Julia Farr Youth welcomes further opportunities to meet with you and have their say on issues that affect young people living with disability.

Kind regards,
Letitia Rose
Project Officer – Youth
JFA Purple Orange

Government Agency

Disability Policy Unit > Letitia Rose

07 Jul 2017

Thank you for taking the time to participate in the engagement process for the Disability Inclusion Bill. We appreciate you following up with written feedback to reflect what was discussed at the community meeting last week.

We will consider how best to reflect the specific suggestions you have made with regards to the Bill’s principles. We will also look into further your idea to emphasise the intended scope of the Bill by using the term ‘mainstream’ where services and supports are referenced. This is certainly the intention of the Bill. It takes a holistic approach and does apply to mainstream services; its focus is not on disability-specific services. However, please note that we also intend to use other opportunities to explain the purpose and focus of the Bill so that everyone understands the intent of its legal language. This includes explaining its relevance to mainstream services, for example when the Bill is first introduced into Parliament.

Michael Taggart

13 Jun 2017

The Bill has some excellent elements especially

(1)acknowledgement of the diversity of people with disability: the recognition of women and girls with disability, Aboriginal and Torres Strait Islander people with disability, people with disability from culturally and linguistically diverse communities and of the rights of children with disability and the importance of families and carers.
(2) The provision for disability access and inclusion planning across State and Local Government.

But there are some crucial deficits in the Bill.

First there is no recognition of the importance of nor resourcing for building the capacity of people with disability to participate powerfully in access and inclusion planning and monitoring.
In particular there is no recognition of State Government's role in developing the capacity of representative organisations and individual leaders, in this Bill;

Second, the Bill doesn't provide for an ongoing voice of people with disability, families and carers in monitoring effectiveness of the disability access and inclusion plans.
State and Local government consultation with citizens with disability is vital but insufficient. Once again people with disability are asked to participate in planning but without any leadership to support that participation and to contribute to monitoring and evaluation.

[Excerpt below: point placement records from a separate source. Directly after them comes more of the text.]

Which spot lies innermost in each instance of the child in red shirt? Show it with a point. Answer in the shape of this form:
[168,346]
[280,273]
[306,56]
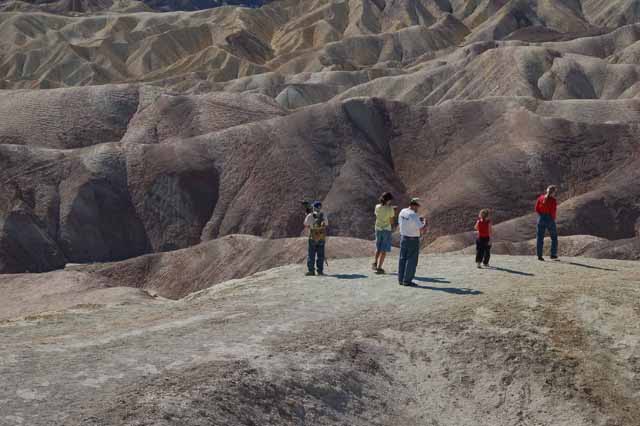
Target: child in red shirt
[483,242]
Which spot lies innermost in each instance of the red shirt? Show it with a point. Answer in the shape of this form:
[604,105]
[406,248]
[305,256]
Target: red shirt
[547,205]
[483,227]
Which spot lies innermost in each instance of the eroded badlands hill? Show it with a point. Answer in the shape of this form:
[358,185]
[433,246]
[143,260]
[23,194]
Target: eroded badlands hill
[160,131]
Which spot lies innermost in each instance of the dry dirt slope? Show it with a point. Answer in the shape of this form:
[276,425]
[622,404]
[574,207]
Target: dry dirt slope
[523,344]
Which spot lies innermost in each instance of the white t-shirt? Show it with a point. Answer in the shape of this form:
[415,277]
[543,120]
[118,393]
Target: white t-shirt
[410,224]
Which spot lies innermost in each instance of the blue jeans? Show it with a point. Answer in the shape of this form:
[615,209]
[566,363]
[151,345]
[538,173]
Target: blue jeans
[546,222]
[383,241]
[409,252]
[315,255]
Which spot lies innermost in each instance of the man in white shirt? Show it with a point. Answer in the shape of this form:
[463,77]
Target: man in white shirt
[412,227]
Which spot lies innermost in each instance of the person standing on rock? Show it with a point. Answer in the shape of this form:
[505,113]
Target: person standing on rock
[546,207]
[483,242]
[412,227]
[385,216]
[316,223]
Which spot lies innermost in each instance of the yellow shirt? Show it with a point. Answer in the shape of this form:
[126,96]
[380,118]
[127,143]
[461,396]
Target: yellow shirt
[384,214]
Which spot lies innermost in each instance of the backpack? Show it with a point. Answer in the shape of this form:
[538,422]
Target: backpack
[318,230]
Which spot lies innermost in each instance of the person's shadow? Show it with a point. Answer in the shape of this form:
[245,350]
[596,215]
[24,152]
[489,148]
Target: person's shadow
[582,265]
[348,276]
[450,290]
[511,271]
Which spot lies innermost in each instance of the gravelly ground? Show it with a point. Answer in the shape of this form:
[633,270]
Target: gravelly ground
[522,344]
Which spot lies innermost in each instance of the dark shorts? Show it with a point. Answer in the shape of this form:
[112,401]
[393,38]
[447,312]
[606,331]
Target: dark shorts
[383,241]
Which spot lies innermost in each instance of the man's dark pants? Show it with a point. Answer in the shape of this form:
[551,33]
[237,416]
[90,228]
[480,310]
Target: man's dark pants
[315,255]
[483,250]
[409,252]
[546,222]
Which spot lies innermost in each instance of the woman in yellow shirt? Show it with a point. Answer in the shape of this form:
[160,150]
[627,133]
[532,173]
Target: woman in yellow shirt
[385,216]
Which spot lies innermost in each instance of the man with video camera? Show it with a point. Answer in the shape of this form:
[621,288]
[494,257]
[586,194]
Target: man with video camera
[316,223]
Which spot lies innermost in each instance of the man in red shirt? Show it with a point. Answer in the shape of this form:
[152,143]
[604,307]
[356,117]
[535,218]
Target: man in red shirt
[546,207]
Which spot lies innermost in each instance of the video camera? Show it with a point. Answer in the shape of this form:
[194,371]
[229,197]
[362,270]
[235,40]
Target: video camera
[308,206]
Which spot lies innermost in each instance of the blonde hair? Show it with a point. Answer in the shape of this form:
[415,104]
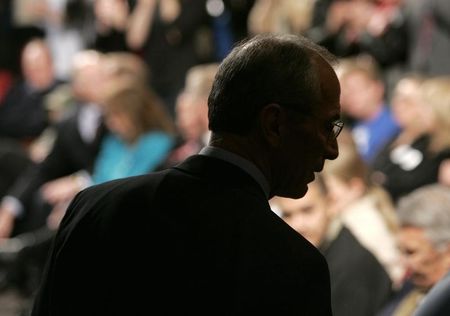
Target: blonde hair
[139,103]
[350,165]
[436,94]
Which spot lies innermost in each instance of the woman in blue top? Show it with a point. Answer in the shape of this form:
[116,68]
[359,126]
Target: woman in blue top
[142,133]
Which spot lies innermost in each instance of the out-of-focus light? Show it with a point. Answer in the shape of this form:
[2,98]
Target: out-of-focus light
[215,8]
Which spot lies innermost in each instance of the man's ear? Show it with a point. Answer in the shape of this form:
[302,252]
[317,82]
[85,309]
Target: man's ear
[270,120]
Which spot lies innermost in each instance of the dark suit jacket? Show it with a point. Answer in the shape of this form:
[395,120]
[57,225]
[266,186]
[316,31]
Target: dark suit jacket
[196,239]
[360,285]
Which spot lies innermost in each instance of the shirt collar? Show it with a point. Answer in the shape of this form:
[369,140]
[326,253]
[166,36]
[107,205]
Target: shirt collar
[240,162]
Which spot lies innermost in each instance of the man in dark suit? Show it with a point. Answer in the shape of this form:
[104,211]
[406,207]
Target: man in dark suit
[200,238]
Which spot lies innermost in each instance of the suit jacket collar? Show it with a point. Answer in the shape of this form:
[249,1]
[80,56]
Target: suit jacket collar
[222,172]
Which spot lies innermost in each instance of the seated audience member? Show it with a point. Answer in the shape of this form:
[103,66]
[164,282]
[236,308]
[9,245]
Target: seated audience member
[215,246]
[359,283]
[415,157]
[191,114]
[280,16]
[363,104]
[141,133]
[23,115]
[365,208]
[424,240]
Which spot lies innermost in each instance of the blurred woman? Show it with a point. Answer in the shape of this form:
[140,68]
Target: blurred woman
[142,133]
[414,158]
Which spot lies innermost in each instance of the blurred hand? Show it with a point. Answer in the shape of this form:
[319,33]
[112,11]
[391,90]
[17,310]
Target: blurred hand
[56,215]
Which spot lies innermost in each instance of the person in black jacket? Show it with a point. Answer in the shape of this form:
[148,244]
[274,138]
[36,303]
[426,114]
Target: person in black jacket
[200,238]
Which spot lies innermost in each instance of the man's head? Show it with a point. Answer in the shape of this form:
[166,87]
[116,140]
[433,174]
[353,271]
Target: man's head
[424,237]
[275,100]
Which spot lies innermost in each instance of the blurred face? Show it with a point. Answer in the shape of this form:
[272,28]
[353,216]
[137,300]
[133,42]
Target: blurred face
[191,116]
[121,124]
[37,65]
[308,142]
[341,193]
[361,95]
[307,215]
[426,264]
[406,106]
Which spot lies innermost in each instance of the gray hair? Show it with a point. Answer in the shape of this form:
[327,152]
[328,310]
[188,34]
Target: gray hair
[428,208]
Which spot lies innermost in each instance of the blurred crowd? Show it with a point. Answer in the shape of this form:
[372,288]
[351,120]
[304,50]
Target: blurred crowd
[96,90]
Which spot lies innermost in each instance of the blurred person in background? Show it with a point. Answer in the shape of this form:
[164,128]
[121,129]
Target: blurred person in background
[192,114]
[168,34]
[428,31]
[31,211]
[359,283]
[280,16]
[424,241]
[365,208]
[23,114]
[215,245]
[364,105]
[420,153]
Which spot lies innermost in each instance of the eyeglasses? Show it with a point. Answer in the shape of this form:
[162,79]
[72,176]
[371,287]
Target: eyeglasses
[338,125]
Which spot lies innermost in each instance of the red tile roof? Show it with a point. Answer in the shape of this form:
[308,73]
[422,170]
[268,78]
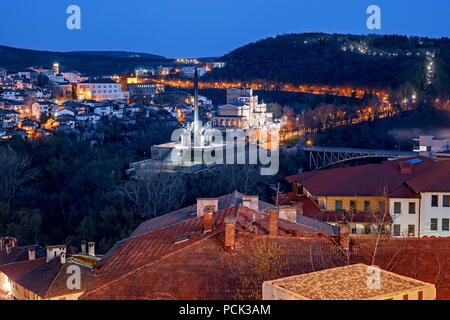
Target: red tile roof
[204,270]
[425,259]
[16,254]
[16,269]
[152,249]
[367,180]
[49,279]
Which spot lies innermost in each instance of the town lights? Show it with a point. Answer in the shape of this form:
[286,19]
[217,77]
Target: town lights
[7,286]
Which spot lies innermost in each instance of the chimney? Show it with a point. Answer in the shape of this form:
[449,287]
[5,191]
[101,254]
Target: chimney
[2,244]
[13,241]
[31,253]
[83,247]
[289,213]
[91,248]
[230,233]
[273,222]
[299,207]
[203,203]
[62,257]
[55,251]
[208,219]
[344,236]
[251,202]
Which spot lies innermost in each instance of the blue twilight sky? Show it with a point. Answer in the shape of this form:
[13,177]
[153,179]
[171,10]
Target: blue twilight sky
[200,28]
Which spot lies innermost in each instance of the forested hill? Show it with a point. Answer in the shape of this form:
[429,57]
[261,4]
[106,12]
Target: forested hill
[323,59]
[86,62]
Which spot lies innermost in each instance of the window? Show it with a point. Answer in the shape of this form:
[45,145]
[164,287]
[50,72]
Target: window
[412,208]
[434,201]
[446,201]
[338,205]
[411,230]
[397,207]
[434,224]
[366,206]
[396,230]
[420,295]
[445,226]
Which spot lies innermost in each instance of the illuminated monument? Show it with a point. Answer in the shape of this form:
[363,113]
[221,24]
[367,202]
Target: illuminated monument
[198,147]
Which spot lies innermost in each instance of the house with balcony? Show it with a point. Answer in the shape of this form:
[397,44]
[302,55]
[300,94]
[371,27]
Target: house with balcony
[405,197]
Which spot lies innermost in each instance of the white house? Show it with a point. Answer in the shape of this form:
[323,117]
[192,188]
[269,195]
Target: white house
[100,89]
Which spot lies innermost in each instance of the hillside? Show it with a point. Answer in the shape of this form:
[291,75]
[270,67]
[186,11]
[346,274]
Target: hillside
[88,62]
[396,62]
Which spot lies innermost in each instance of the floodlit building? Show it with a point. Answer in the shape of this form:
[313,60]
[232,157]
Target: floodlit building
[100,89]
[242,111]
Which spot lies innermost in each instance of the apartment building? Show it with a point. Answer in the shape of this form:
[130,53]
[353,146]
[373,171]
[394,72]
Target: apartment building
[100,89]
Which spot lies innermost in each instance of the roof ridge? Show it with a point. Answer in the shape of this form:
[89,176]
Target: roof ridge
[54,279]
[154,261]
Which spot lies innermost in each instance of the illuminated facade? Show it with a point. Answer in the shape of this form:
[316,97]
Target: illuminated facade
[242,111]
[100,89]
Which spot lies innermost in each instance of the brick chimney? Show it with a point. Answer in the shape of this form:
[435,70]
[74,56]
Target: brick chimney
[251,202]
[2,244]
[202,203]
[208,219]
[31,253]
[406,167]
[62,258]
[230,233]
[289,213]
[83,247]
[55,251]
[344,236]
[91,248]
[273,222]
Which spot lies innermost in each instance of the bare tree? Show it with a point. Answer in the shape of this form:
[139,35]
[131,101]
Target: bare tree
[14,173]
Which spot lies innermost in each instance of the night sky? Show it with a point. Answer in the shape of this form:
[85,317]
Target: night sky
[203,28]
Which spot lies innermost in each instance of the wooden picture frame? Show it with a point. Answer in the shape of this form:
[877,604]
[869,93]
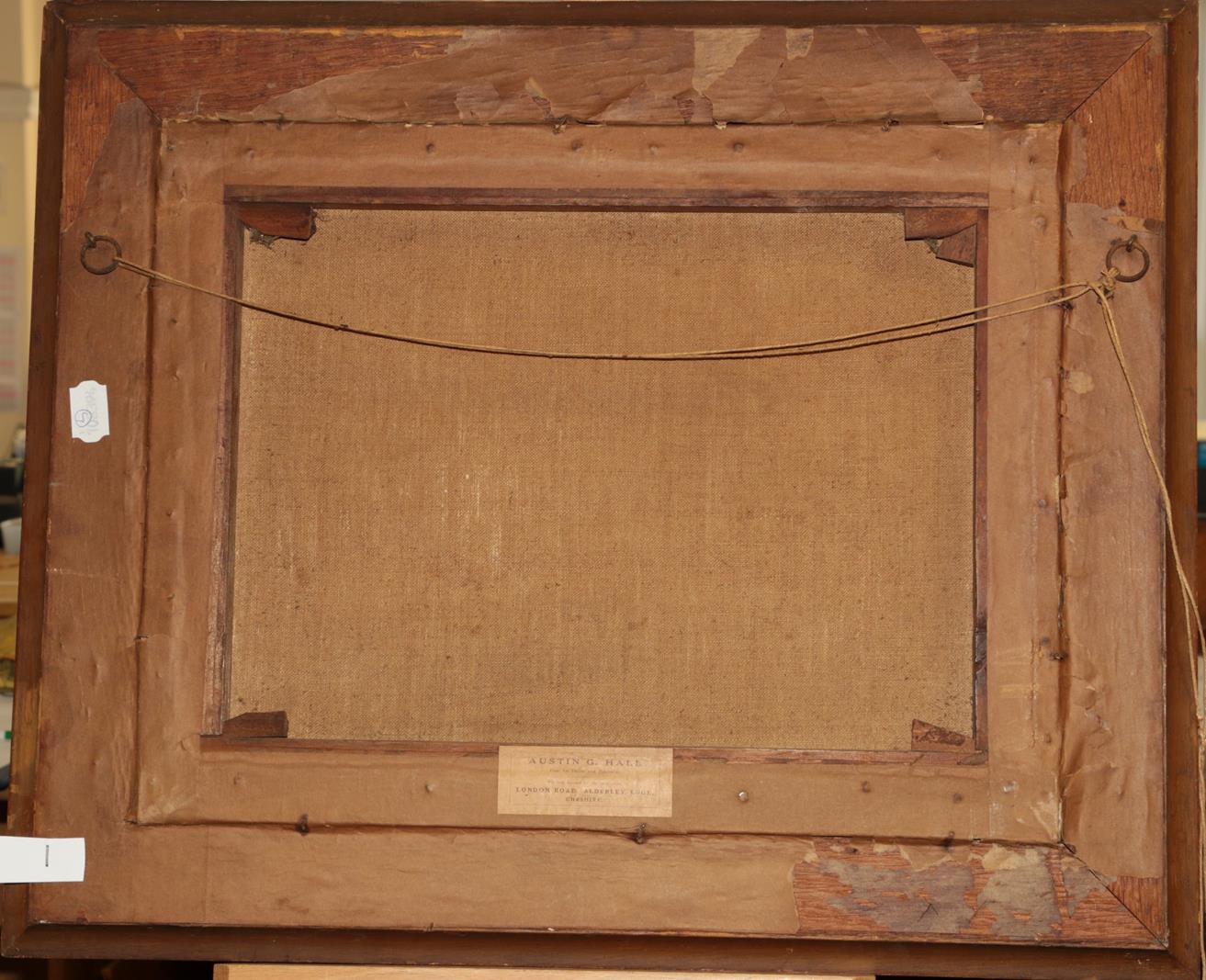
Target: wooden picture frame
[1063,843]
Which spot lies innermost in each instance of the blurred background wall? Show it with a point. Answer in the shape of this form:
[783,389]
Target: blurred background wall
[20,30]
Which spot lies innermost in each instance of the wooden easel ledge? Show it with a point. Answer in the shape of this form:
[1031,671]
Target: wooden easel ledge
[295,972]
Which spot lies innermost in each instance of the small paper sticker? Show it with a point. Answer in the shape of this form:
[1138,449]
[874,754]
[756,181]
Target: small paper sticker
[89,411]
[630,783]
[26,860]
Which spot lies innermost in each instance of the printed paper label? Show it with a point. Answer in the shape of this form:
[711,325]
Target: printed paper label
[585,782]
[26,860]
[89,411]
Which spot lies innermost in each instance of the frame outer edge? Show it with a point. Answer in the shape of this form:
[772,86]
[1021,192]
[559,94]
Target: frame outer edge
[39,420]
[1185,843]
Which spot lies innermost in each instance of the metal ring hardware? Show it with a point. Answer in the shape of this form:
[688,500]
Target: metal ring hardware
[1130,245]
[92,242]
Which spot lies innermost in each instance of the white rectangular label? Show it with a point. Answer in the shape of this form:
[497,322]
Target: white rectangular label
[39,859]
[89,411]
[631,783]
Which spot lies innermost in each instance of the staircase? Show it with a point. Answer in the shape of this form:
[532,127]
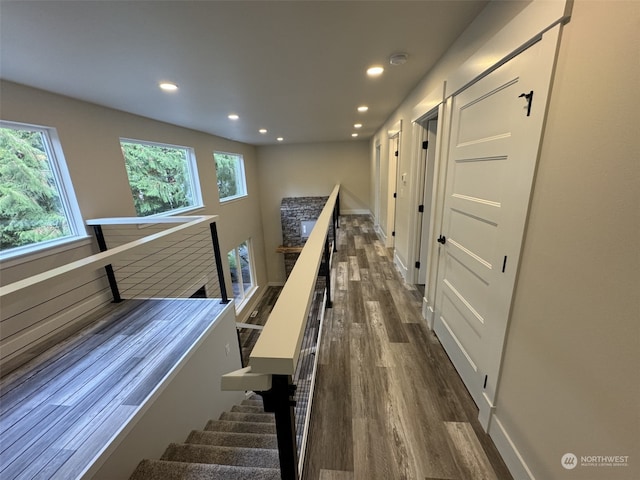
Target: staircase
[241,445]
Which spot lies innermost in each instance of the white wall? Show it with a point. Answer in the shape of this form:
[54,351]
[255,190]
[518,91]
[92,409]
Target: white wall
[90,135]
[423,98]
[570,381]
[309,170]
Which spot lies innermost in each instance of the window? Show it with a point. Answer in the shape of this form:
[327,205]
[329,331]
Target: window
[163,178]
[241,265]
[230,173]
[38,208]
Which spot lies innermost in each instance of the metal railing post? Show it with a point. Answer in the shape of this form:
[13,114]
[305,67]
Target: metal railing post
[279,400]
[327,271]
[218,257]
[111,276]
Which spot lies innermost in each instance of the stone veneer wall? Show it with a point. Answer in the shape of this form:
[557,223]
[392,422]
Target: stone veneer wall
[293,211]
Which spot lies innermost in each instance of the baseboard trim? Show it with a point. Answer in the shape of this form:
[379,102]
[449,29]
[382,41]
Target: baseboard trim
[355,211]
[508,450]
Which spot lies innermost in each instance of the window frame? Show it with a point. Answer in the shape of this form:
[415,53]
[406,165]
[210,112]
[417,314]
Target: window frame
[246,293]
[240,172]
[192,170]
[64,186]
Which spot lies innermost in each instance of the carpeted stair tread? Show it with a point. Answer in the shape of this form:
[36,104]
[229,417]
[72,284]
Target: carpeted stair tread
[248,409]
[165,470]
[250,457]
[248,417]
[232,439]
[240,427]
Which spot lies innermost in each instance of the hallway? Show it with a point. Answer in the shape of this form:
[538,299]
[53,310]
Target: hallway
[388,403]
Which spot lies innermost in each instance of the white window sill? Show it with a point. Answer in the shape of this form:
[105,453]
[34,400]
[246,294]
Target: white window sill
[12,259]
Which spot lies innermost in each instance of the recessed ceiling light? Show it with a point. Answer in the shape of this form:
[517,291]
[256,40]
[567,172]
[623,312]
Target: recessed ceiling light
[168,86]
[375,71]
[398,59]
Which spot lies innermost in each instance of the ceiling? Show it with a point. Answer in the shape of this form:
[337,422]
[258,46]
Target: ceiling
[295,68]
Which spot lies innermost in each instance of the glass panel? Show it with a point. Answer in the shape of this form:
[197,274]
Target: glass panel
[31,207]
[235,278]
[230,175]
[159,176]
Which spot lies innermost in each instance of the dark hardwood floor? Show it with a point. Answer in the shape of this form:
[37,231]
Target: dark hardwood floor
[388,403]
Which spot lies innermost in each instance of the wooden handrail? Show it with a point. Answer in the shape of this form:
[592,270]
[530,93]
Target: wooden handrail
[278,347]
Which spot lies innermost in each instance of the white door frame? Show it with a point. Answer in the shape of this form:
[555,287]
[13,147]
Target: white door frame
[376,201]
[546,59]
[394,146]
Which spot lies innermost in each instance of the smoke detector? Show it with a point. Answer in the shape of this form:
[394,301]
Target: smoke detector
[398,58]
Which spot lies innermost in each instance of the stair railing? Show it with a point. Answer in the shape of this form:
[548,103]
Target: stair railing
[274,358]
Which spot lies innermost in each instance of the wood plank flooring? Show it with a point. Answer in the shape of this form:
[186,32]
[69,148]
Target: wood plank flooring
[388,403]
[57,412]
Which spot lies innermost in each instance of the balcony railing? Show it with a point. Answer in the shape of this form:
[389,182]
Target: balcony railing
[274,359]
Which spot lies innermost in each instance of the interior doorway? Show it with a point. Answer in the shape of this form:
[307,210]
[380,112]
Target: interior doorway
[425,196]
[492,150]
[394,154]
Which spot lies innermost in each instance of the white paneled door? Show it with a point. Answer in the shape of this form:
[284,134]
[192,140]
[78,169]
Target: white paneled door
[495,133]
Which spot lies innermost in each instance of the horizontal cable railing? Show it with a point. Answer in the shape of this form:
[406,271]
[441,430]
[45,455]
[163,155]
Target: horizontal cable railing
[275,356]
[173,266]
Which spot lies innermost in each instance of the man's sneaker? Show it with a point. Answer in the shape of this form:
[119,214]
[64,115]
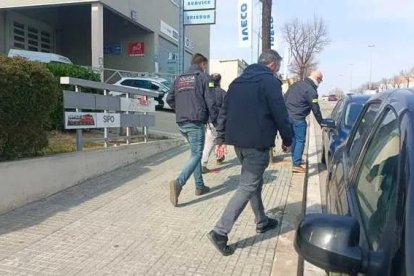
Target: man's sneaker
[220,242]
[298,169]
[271,224]
[204,169]
[221,159]
[175,190]
[202,191]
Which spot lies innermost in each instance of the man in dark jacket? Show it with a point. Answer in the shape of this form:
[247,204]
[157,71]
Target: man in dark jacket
[253,112]
[301,98]
[211,133]
[194,106]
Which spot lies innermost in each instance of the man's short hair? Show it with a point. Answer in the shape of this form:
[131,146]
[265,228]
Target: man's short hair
[269,56]
[198,59]
[215,78]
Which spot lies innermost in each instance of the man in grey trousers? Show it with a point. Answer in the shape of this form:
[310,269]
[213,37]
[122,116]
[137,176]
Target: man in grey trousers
[254,102]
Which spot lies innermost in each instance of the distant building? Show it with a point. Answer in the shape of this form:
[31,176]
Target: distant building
[228,69]
[135,35]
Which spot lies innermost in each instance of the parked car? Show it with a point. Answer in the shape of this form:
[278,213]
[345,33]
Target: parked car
[340,123]
[332,98]
[147,84]
[368,228]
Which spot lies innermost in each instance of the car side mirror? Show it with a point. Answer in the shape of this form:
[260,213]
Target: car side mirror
[329,123]
[330,242]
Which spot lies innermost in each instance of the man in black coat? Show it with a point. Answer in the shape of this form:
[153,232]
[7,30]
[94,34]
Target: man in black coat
[301,98]
[252,114]
[194,105]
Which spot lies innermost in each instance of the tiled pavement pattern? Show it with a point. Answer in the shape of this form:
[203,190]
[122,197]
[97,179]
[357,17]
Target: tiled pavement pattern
[122,223]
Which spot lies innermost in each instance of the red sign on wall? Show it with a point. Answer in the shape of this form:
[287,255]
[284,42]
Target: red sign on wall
[136,49]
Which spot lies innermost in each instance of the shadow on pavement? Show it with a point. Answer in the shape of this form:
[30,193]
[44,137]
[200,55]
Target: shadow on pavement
[38,211]
[288,219]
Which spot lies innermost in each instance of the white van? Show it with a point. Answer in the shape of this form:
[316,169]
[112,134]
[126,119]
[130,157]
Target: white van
[39,56]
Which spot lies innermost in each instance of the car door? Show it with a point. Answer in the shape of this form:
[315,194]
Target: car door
[344,160]
[327,133]
[374,195]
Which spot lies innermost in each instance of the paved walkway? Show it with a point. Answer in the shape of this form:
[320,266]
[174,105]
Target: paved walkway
[122,223]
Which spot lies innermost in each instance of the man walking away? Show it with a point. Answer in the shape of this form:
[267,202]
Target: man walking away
[194,106]
[301,98]
[253,112]
[211,134]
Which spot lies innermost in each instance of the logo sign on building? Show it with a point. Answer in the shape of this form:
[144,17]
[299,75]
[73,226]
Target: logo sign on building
[199,5]
[108,120]
[272,33]
[199,17]
[78,120]
[137,105]
[136,49]
[173,33]
[244,23]
[169,31]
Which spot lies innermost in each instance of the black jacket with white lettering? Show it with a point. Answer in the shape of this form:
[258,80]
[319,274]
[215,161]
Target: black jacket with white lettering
[191,99]
[301,98]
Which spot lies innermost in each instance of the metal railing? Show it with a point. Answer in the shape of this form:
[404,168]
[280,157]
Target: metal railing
[133,111]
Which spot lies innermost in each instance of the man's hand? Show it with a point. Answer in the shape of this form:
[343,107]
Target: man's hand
[221,151]
[285,149]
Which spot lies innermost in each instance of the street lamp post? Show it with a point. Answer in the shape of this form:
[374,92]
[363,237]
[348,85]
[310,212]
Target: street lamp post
[370,64]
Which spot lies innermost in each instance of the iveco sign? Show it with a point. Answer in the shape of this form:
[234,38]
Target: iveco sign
[245,23]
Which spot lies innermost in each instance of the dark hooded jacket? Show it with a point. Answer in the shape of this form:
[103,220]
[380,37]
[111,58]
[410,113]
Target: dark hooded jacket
[253,111]
[301,98]
[191,99]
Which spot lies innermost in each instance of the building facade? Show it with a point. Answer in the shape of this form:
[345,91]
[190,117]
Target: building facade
[229,69]
[133,35]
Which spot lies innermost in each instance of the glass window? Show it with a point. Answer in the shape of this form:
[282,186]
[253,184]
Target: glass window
[336,110]
[377,176]
[362,130]
[351,113]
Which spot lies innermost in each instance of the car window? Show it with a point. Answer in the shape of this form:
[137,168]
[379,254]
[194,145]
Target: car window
[362,130]
[377,176]
[334,113]
[128,82]
[351,113]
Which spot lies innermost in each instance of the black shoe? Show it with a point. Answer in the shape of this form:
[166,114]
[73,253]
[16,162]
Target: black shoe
[202,191]
[271,224]
[220,160]
[220,242]
[204,169]
[175,190]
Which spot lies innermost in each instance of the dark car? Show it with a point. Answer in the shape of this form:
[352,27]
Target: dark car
[370,196]
[332,98]
[340,123]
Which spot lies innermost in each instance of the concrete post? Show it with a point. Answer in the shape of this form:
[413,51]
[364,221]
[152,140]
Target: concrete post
[97,39]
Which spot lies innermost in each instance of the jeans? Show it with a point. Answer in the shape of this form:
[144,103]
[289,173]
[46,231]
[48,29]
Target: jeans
[211,135]
[254,162]
[298,143]
[194,134]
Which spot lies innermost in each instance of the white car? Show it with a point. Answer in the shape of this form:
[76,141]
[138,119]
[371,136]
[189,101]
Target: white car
[159,85]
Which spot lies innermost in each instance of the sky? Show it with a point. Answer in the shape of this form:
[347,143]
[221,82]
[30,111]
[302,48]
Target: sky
[352,26]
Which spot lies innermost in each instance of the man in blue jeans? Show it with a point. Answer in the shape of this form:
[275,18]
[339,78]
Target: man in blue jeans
[301,98]
[252,114]
[194,105]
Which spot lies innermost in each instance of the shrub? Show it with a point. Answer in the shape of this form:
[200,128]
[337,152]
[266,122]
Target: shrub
[28,93]
[67,70]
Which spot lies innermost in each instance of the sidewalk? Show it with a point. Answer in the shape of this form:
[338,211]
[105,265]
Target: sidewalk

Finally there is no recognition of nor support for the development of more disability - led organisations across all sectors, a key driver of capacity development for people with disability.

Government Agency

Disability Policy Unit > Michael Taggart

19 Jun 2017

Thank you for taking the time to participate in the engagement process for the Disability Inclusion Bill. Your feedback is useful and appreciated. We will consider how your suggestions best fit into the proposed legislative framework.

We agree that people with disability, their families, carers and representatives need to be strongly involved in South Australia’s disability inclusion planning. It is a requirement under Parts 4 and 5 of the Disability Inclusion Bill to consult people with disability and peak bodies when developing the State Disability Inclusion Plan and Disability Access and Inclusion Plans.

The Disability Inclusion Bill sets the broad parameters and requirements that must be followed, with further details of how and when agencies must involve people with disability to be specified in accompanying Regulations and guidelines. These are yet to be developed.

Your ideas and feedback regarding strengthening the voice of people with disability and building capacity will be considered in the final version of the Bill and in the development of accompanying Regulations and guidelines.